1. Skip the baby food. Haven't we all looked at that little jar of pureed green beans and thought, "Yech!" And can anyone tell me why the jarred bananas are pink?!
One of my children had a total of 3 - 5 jars of baby food in his whole life. He grew just fine. In fact, people loved to pinch his cheeks, he was such a "filled-out" little baby.
It's cheaper to buy a bunch of bananas, leave them sit on the counter for a few days, then mash them with a fork. Or buy a big jar of natural applesauce that actually stays on the spoon long enough for you to get it to the baby's mouth. Use your blender and you can puree the real green beans yourself. I think (in my obviously non-expert opinion) this goes a long way towards developing a baby's taste for real foods later on.
2. Give it to 'em straight. I'll never forget the first time my oldest son had a broccoli casserole he promptly spit it out with the exclamation, "Mom! There's something in my broccoli!" I haven't made another one since. We just eat it "straight" with some sea salt and occasionally some real cheese.
3. Don't bring junk into the house. I think it was Kevin Leman, child psychologist, who had a mother come to him moaning that her child would eat nothing but junk food. He asked her how the boy was making the money to buy it and from what store he purchased it. She had to sheepishly admit that she bought it and brought it home herself.
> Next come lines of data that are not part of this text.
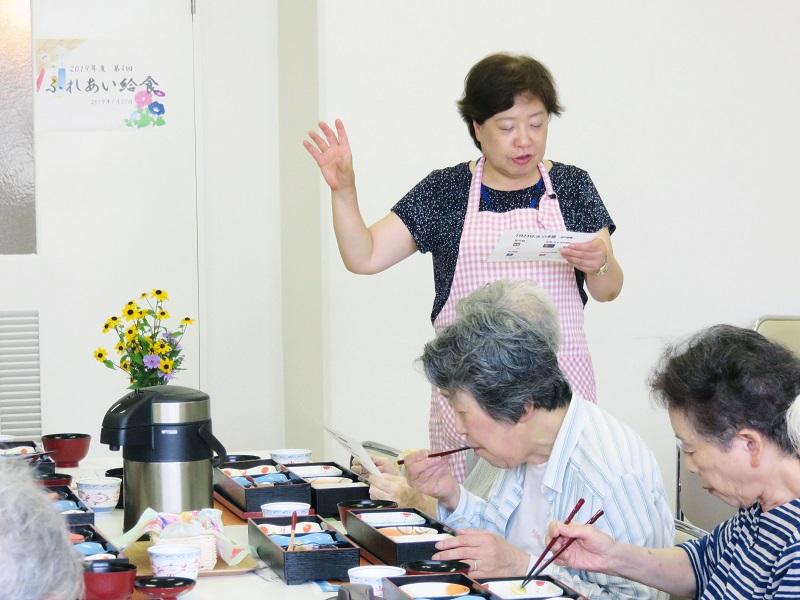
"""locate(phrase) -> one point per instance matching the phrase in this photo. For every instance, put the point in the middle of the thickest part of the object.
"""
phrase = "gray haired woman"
(37, 560)
(733, 398)
(501, 376)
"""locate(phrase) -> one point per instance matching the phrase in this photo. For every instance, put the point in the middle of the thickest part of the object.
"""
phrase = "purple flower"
(143, 98)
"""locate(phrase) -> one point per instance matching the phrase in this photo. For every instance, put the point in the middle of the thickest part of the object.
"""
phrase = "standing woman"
(459, 213)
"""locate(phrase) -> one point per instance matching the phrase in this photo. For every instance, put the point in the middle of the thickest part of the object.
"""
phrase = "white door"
(116, 205)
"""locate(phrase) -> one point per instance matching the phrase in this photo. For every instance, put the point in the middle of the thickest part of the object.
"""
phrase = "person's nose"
(523, 138)
(691, 465)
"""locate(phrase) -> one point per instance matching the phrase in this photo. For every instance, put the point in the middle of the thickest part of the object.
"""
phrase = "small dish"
(426, 567)
(54, 479)
(306, 540)
(166, 588)
(316, 471)
(285, 509)
(64, 505)
(240, 458)
(434, 589)
(537, 588)
(289, 456)
(302, 527)
(89, 548)
(391, 519)
(345, 506)
(253, 471)
(407, 530)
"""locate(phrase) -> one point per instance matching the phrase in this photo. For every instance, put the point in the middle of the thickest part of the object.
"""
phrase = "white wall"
(238, 178)
(684, 114)
(116, 216)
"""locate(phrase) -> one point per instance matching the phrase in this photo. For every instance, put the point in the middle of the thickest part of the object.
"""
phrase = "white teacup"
(174, 560)
(99, 493)
(290, 456)
(285, 509)
(373, 575)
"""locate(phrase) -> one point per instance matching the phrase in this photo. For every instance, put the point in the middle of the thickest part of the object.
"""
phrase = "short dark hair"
(501, 360)
(493, 84)
(725, 379)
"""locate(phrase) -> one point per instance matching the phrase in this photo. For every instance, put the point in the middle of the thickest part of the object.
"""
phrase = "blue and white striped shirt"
(600, 459)
(753, 555)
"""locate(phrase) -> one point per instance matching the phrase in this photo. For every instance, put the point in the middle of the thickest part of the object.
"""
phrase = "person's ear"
(753, 443)
(477, 128)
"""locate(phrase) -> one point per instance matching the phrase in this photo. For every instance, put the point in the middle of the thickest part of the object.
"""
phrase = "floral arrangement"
(150, 352)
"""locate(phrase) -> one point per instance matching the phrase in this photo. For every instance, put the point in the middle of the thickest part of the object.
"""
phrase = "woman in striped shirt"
(734, 402)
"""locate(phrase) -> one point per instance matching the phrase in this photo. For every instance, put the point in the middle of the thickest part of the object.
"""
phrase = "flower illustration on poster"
(149, 109)
(99, 85)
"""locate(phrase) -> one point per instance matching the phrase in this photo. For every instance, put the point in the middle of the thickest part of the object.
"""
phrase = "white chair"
(782, 329)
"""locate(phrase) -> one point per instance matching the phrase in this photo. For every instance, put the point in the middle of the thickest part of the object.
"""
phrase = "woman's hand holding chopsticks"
(592, 550)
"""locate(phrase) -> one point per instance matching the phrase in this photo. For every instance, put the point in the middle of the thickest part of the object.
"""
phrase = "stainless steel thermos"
(167, 449)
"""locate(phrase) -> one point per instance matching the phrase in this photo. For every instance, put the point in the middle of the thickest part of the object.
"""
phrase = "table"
(261, 583)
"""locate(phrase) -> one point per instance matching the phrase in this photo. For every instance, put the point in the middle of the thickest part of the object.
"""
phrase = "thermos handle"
(215, 445)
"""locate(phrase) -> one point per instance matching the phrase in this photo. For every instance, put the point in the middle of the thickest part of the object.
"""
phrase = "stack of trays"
(84, 514)
(396, 535)
(454, 585)
(331, 483)
(43, 464)
(245, 499)
(91, 534)
(306, 562)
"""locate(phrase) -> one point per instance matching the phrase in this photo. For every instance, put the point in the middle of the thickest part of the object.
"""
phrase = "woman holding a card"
(460, 213)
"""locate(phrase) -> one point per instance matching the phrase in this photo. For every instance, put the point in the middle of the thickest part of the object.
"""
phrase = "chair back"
(683, 533)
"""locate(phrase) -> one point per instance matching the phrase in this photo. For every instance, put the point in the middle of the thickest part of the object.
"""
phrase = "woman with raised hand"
(459, 213)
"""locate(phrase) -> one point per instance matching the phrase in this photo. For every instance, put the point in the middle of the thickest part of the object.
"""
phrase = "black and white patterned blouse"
(434, 212)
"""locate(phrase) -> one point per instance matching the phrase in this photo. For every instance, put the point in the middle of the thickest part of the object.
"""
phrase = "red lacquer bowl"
(164, 587)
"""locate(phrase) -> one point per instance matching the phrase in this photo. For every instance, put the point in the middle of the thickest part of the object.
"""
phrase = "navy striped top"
(753, 555)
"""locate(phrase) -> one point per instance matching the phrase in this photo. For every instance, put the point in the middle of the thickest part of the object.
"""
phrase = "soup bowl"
(108, 581)
(164, 587)
(70, 448)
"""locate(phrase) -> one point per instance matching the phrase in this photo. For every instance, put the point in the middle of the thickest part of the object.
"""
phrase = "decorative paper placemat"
(137, 554)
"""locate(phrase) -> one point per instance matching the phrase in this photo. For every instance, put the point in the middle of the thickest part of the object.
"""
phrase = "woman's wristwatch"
(603, 268)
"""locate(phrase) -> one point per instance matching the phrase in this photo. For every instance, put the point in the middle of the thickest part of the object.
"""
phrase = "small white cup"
(290, 456)
(99, 493)
(174, 560)
(285, 509)
(373, 575)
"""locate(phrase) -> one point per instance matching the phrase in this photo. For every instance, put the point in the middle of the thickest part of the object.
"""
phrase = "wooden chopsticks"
(445, 453)
(534, 570)
(291, 537)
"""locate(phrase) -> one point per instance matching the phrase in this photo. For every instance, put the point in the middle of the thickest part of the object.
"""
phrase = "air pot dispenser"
(167, 449)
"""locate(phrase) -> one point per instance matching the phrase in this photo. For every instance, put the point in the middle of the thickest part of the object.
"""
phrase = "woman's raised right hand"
(333, 155)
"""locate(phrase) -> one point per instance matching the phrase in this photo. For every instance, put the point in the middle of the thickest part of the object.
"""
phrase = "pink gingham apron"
(481, 231)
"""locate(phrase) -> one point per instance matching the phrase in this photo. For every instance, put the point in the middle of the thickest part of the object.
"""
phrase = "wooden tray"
(137, 555)
(229, 504)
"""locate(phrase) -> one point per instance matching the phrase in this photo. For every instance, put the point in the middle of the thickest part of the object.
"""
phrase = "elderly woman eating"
(501, 376)
(733, 400)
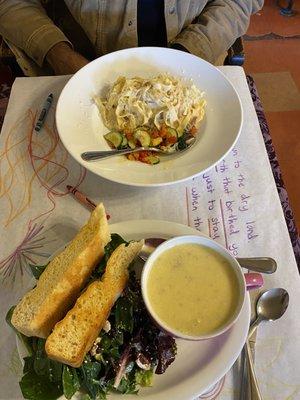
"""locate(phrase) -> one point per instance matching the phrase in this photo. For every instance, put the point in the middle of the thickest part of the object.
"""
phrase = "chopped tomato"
(193, 131)
(171, 140)
(129, 135)
(163, 131)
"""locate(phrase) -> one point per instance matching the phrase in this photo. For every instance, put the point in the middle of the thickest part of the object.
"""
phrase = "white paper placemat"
(236, 203)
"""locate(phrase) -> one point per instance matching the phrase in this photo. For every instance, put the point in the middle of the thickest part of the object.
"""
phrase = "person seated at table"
(82, 30)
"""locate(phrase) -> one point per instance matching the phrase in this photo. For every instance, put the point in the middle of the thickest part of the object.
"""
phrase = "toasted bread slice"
(74, 336)
(64, 277)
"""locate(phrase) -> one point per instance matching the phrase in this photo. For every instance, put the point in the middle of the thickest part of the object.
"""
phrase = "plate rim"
(103, 175)
(165, 227)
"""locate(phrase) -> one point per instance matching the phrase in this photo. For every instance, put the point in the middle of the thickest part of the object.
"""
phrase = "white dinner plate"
(198, 365)
(81, 128)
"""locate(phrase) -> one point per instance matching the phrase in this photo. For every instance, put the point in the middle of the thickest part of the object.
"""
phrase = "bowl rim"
(206, 242)
(59, 115)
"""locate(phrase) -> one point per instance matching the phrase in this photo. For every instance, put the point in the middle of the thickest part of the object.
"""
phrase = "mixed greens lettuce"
(124, 357)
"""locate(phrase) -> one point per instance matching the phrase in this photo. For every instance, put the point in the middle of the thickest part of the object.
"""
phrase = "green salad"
(125, 356)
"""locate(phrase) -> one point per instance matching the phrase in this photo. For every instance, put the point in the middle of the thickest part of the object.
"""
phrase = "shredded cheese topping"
(163, 99)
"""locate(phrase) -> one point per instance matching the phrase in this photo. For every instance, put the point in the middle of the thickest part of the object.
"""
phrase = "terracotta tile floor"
(275, 66)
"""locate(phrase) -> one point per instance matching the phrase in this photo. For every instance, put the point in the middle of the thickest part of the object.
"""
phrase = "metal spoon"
(177, 147)
(265, 265)
(271, 305)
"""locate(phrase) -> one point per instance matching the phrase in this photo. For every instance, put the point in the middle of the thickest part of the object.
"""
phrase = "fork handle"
(98, 155)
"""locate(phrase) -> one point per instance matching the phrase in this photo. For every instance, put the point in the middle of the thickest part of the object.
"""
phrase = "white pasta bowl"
(81, 128)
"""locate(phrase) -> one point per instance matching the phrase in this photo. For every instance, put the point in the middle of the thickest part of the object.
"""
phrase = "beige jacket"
(205, 28)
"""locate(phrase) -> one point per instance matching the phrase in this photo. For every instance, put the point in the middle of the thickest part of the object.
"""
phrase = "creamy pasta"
(154, 102)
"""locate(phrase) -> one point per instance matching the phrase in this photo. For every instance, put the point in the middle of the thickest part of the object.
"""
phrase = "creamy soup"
(193, 289)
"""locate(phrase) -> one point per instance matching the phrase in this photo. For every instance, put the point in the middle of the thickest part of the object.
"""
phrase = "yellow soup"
(193, 289)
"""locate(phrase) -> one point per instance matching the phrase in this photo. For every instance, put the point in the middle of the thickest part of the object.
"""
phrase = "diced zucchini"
(114, 138)
(180, 132)
(172, 132)
(151, 159)
(142, 136)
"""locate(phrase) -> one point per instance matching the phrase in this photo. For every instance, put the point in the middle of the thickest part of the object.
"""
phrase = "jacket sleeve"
(217, 27)
(25, 24)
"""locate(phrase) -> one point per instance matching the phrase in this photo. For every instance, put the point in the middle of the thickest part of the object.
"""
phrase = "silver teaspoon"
(271, 305)
(265, 265)
(177, 147)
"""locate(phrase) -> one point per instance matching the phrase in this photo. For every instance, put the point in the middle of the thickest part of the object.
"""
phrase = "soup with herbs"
(193, 289)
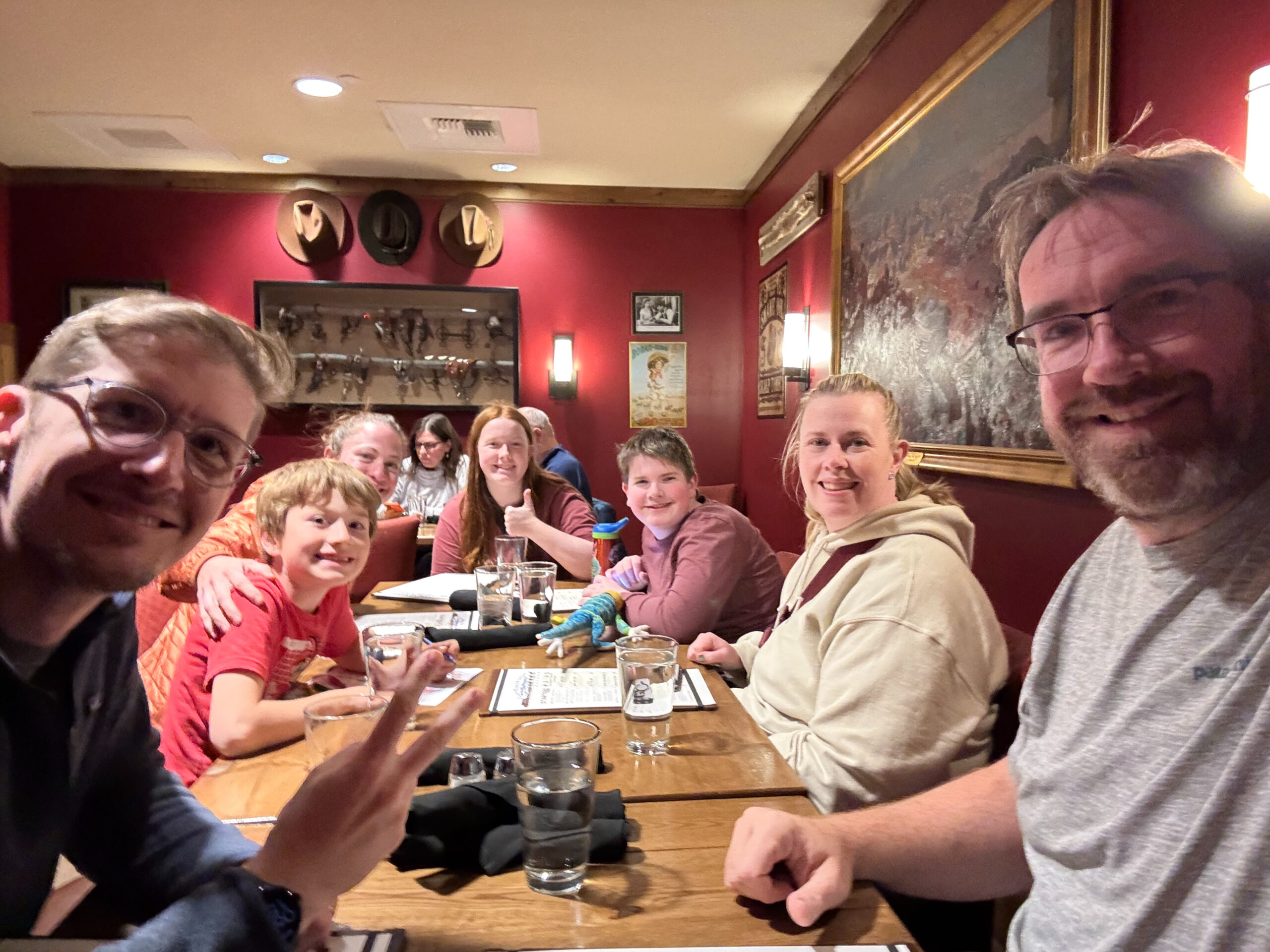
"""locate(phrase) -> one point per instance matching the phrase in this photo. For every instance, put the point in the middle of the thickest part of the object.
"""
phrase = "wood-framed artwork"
(774, 295)
(917, 300)
(658, 384)
(657, 313)
(82, 295)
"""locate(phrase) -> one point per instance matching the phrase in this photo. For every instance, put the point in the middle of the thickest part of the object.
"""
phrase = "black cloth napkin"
(509, 636)
(465, 601)
(437, 774)
(477, 827)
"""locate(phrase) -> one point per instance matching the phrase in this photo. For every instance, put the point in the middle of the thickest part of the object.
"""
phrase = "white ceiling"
(657, 93)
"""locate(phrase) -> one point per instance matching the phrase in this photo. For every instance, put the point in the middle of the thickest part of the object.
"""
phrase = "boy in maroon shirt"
(705, 567)
(317, 521)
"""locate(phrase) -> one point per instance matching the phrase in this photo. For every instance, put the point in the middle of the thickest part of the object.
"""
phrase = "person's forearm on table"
(958, 842)
(238, 728)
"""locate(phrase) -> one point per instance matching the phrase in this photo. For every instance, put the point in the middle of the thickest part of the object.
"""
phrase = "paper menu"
(435, 588)
(521, 690)
(429, 620)
(435, 694)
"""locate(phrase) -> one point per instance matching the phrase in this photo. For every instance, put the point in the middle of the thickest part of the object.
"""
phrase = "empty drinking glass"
(466, 767)
(336, 722)
(648, 668)
(496, 587)
(509, 550)
(557, 760)
(538, 590)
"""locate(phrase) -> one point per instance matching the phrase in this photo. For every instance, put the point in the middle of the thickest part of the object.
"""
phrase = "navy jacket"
(80, 774)
(564, 464)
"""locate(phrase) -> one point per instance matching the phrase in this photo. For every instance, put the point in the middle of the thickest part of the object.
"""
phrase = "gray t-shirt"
(1143, 754)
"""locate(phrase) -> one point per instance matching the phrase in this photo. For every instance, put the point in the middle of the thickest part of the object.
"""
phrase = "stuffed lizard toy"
(597, 620)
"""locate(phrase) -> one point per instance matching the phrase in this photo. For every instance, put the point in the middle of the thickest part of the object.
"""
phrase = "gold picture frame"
(1090, 36)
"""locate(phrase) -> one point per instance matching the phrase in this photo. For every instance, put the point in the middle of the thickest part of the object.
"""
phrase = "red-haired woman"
(509, 494)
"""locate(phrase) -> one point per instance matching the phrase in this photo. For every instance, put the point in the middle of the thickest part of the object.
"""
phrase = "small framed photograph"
(82, 295)
(657, 313)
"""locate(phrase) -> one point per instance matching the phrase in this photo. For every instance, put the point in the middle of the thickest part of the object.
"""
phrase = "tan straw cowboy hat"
(312, 225)
(472, 230)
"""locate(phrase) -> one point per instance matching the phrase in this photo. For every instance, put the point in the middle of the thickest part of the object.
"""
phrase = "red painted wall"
(1191, 58)
(575, 268)
(4, 253)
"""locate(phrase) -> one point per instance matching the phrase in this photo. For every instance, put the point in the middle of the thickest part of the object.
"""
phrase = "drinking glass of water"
(557, 760)
(466, 767)
(648, 669)
(336, 722)
(509, 550)
(496, 587)
(538, 590)
(389, 651)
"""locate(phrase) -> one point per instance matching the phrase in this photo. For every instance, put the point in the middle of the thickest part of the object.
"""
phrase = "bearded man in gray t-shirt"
(1136, 800)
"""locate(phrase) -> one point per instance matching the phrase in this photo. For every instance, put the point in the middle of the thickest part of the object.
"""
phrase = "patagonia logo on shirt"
(1216, 672)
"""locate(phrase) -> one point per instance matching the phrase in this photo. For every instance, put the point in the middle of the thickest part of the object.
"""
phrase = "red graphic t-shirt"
(275, 643)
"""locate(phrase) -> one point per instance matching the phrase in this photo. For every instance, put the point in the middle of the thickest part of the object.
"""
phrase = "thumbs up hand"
(521, 520)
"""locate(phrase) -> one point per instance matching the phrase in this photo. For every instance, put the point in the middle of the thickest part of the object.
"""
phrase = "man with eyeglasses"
(116, 454)
(1136, 800)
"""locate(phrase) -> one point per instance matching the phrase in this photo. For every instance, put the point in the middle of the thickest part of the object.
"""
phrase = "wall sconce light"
(1257, 162)
(797, 348)
(562, 376)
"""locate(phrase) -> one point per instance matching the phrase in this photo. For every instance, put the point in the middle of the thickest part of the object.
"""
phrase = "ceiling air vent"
(140, 137)
(464, 128)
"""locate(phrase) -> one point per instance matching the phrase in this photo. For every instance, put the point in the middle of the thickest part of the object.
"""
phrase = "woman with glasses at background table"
(877, 681)
(435, 472)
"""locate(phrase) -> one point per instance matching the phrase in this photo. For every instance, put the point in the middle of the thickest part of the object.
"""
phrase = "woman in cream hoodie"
(881, 685)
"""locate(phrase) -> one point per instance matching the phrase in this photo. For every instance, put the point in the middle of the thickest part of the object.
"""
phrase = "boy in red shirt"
(317, 520)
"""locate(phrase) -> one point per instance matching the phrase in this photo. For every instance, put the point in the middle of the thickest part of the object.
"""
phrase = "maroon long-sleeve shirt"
(715, 573)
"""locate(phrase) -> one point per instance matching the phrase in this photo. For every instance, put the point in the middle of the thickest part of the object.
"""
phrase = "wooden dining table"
(667, 892)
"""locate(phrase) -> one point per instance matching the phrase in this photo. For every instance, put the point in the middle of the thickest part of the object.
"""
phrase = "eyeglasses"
(128, 418)
(1151, 315)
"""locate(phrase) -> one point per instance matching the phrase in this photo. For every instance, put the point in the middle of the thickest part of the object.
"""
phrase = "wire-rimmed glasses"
(1150, 315)
(124, 416)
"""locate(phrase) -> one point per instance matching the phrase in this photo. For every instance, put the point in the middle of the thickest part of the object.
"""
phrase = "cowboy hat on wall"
(389, 226)
(312, 225)
(472, 230)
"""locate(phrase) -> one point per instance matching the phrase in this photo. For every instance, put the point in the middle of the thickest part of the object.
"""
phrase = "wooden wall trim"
(835, 84)
(359, 186)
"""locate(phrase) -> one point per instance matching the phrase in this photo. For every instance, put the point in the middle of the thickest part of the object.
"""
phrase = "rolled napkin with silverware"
(480, 639)
(477, 827)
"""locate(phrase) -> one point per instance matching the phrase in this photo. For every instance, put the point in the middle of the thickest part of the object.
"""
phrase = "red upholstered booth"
(391, 556)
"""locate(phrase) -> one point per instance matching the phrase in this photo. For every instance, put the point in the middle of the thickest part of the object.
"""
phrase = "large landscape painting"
(922, 305)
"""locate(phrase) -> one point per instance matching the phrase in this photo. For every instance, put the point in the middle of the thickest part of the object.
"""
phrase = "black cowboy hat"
(389, 226)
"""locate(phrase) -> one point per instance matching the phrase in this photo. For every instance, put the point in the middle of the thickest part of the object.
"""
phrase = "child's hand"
(710, 649)
(629, 574)
(219, 578)
(521, 520)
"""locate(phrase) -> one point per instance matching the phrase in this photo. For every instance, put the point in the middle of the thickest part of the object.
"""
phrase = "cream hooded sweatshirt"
(882, 686)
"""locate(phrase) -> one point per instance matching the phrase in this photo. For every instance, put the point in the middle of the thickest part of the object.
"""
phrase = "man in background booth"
(117, 451)
(1133, 804)
(552, 456)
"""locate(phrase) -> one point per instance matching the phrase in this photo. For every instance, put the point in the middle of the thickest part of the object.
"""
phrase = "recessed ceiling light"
(314, 87)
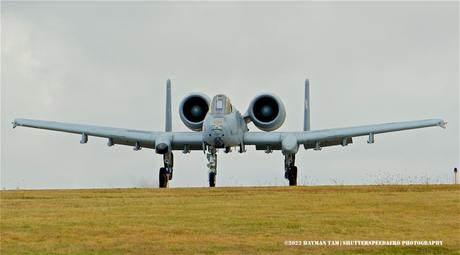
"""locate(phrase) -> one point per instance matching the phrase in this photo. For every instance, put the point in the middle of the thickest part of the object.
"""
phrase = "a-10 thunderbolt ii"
(217, 125)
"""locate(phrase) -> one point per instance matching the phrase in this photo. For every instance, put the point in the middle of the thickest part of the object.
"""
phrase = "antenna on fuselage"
(306, 113)
(168, 120)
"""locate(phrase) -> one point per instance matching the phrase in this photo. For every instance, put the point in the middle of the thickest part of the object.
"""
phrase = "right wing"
(131, 137)
(329, 137)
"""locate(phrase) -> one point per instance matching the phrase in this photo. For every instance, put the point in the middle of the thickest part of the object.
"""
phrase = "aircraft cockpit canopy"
(221, 105)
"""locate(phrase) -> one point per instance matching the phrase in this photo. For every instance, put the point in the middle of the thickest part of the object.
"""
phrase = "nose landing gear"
(212, 166)
(290, 170)
(166, 172)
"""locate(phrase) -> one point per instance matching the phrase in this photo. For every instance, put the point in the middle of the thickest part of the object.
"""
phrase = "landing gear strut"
(212, 166)
(165, 174)
(290, 170)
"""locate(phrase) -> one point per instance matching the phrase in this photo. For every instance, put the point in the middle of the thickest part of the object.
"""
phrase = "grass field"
(229, 220)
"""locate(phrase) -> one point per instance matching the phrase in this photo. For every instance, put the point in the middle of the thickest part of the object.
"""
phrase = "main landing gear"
(290, 170)
(212, 166)
(165, 174)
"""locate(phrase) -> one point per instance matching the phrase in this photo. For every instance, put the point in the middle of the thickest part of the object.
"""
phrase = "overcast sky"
(106, 64)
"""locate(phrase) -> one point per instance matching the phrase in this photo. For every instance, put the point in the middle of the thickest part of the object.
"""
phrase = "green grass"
(229, 220)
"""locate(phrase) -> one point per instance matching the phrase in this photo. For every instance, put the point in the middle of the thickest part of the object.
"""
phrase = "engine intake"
(267, 112)
(193, 110)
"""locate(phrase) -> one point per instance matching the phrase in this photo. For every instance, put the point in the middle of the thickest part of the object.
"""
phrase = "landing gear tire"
(163, 178)
(212, 179)
(292, 176)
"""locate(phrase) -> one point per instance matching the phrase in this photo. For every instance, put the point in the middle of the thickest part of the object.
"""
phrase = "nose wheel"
(212, 167)
(290, 170)
(165, 174)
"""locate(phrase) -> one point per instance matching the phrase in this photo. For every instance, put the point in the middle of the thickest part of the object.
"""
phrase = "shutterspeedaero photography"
(229, 127)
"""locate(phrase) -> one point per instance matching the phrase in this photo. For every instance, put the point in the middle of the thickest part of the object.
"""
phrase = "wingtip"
(443, 124)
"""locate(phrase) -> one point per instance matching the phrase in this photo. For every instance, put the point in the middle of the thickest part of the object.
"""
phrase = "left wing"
(330, 137)
(131, 137)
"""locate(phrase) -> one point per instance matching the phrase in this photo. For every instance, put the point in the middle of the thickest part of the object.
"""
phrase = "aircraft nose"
(161, 148)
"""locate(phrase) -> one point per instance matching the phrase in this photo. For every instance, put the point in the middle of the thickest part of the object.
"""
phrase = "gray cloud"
(106, 63)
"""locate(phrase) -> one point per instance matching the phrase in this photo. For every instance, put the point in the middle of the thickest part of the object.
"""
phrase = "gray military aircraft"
(218, 125)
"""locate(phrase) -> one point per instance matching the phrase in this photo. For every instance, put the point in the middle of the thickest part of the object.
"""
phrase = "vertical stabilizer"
(306, 113)
(168, 123)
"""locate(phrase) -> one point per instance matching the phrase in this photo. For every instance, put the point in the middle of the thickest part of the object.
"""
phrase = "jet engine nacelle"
(267, 112)
(193, 110)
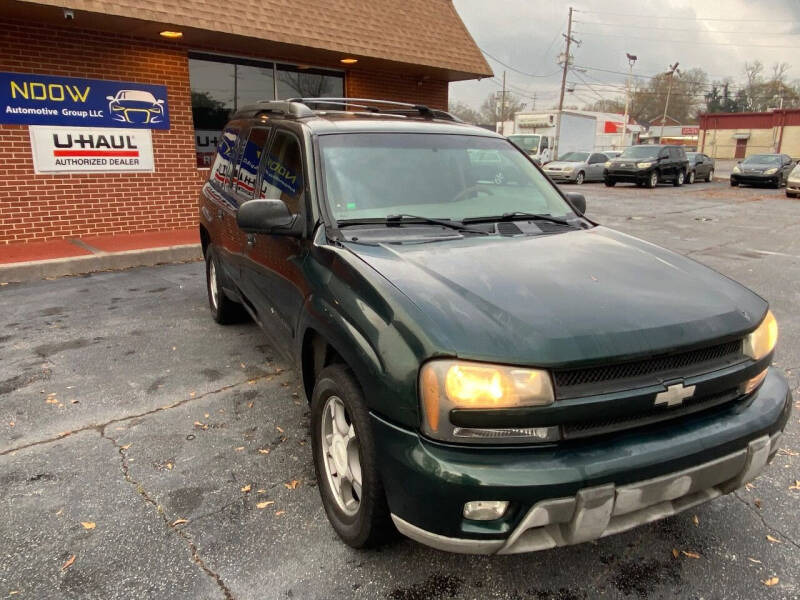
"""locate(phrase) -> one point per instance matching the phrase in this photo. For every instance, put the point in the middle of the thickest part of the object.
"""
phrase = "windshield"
(762, 159)
(136, 96)
(574, 157)
(640, 152)
(529, 143)
(373, 175)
The answer is obvious. If it's not there, they won't eat it. Probably the "junk" they get elsewhere won't be enough to do damage if they aren't getting it at home. (At least that's what I'm hoping! Not that I ever allow my children to eat chicken nuggets and french fries on road trips! I mean that would just be ridiculous with my writing a blog post like this!)
4. Don't make food a big deal. The truth is that at some point, if your child thinks carrots or broccoli is a big deal to you, he will simply refuse to eat it. Kids are smart like that. They know how to do power plays. (Not that I would have any experience with a child like that. Of course not!)
Offer the real food and limit the junk food, but don't overreact if your child refuses the good and leans toward the "bad". The simple truth is, when they are hungry, they will eat. If there is something real to eat, they will eat the real food. Sooner or later.